昭和十九年(一九四四年)の東南海地震=マグニチュード(M)7・9=による被害は、浜松地域でも低地帯や埋め立て地で目立った。砂礫(れき)層から成る三方原台地の被害が少ないのに比べ、浜名湖の入江の延長線上にある旧篠原村(浜松市篠原)の一部や入野村(同入野)、馬込川や芳川といった中小河川沿いの芳川村(同芳川)や五島村(同五島地区)では全壊家屋が多かった。
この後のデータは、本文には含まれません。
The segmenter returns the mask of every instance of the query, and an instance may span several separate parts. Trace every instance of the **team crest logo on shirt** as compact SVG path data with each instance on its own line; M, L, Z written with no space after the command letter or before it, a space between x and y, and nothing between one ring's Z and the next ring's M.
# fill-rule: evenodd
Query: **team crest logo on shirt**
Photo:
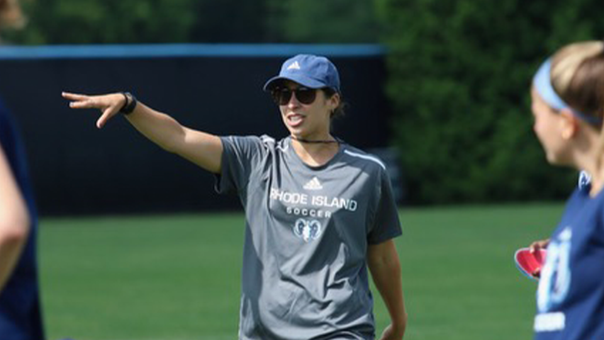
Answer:
M323 185L317 177L313 177L308 183L304 184L304 189L306 190L321 190L323 189Z
M303 218L299 218L294 224L294 234L307 243L319 238L322 231L321 222L317 220L307 221Z

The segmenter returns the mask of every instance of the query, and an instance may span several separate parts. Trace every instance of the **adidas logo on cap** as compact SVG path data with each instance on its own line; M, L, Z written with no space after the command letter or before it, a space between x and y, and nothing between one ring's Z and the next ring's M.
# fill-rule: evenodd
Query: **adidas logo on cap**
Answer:
M321 190L323 189L323 185L317 177L313 177L308 183L304 184L304 189L306 190Z
M299 70L300 64L297 61L293 62L291 65L287 67L288 70Z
『ほんとうに、家が座ってしまったように、私の目に屋根瓦の鈍い色がいっぱいになった。(中略)倒れた家の中から、近所の人たちがいろいろ運び出していた。時折、体がグラッとゆれる。「余震がくるで、あんまりやあーっと中にいるなようっ」と隣のおじさんが壊れた家の中へ大きな声を出していた』
「浜松わたしの昭和時代」(樹海社刊)に収録された旧篠原村の清水とき枝さんの証言だ。
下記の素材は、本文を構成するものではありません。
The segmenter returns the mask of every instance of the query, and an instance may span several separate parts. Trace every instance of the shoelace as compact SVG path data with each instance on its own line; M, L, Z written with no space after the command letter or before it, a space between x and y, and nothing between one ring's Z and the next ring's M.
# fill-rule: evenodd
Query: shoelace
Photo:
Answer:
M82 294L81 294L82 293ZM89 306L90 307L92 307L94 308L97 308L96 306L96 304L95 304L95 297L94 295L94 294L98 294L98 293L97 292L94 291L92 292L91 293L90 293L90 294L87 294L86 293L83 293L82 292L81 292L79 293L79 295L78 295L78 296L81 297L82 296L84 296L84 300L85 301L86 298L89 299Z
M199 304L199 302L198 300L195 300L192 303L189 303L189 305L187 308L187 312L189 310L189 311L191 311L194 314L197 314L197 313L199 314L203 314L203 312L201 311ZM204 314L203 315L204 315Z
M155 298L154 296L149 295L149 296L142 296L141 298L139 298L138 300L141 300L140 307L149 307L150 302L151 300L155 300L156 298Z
清水さんは通っていた小学校の講堂で被災し、『自分の青い鼻緒の下駄を探し、それを抱えてギイッギイッと揺れる廊下から這(は)って出た』体験もしている。『大廊下がつぶれた、誰れか下敷きになった、という声が聞こえた』というから、被害は相当だ。ただ、『学校でも足を折ったのは一人だけだった』という。
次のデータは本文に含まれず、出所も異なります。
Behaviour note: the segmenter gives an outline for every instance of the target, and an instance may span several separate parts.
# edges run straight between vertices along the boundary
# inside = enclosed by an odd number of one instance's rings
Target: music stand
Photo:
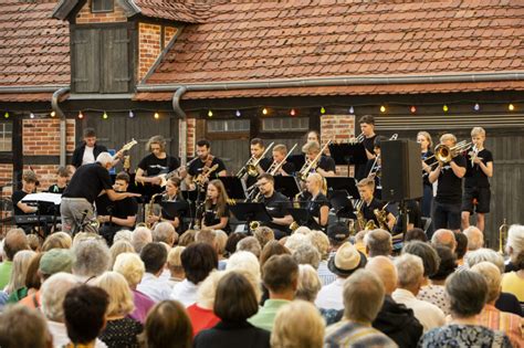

『祖母一人が家に居たけれど、幸い軒端にいたので這って前の夏みかんの木の下へ入るとすぐ、ドッドーッと、地響きがして家が倒れた。「そん時は、唯念仏を唱えてみかんの木いしがみついていたよ」と云った』とある。その後、バラックができ、被災者には缶詰の配給もあった、と記されている。
同じ「浜松わたしの昭和時代」で被害を分析したレポート(関七郎氏)によると、旧の浜松市では、池川町や伊場、東海道線南側の寺島町や竜禅寺町、砂山町で家屋被害が多かった。いずれも小さな河川沿いで、地盤の弱さに起因したものだ。
東部では中ノ町村(現浜松市中野町)が全壊家屋九十戸以上で被害が目立つ。同じ証言の一つに『私の兄嫁が警防団の回覧を持って歩いていたところ、突然自分の足もとが地割れをし、水が噴き出て大水のような状態になったそうです』(中野町、瑞岳みよさん)とあり、一帯の地盤の弱さが推測できる。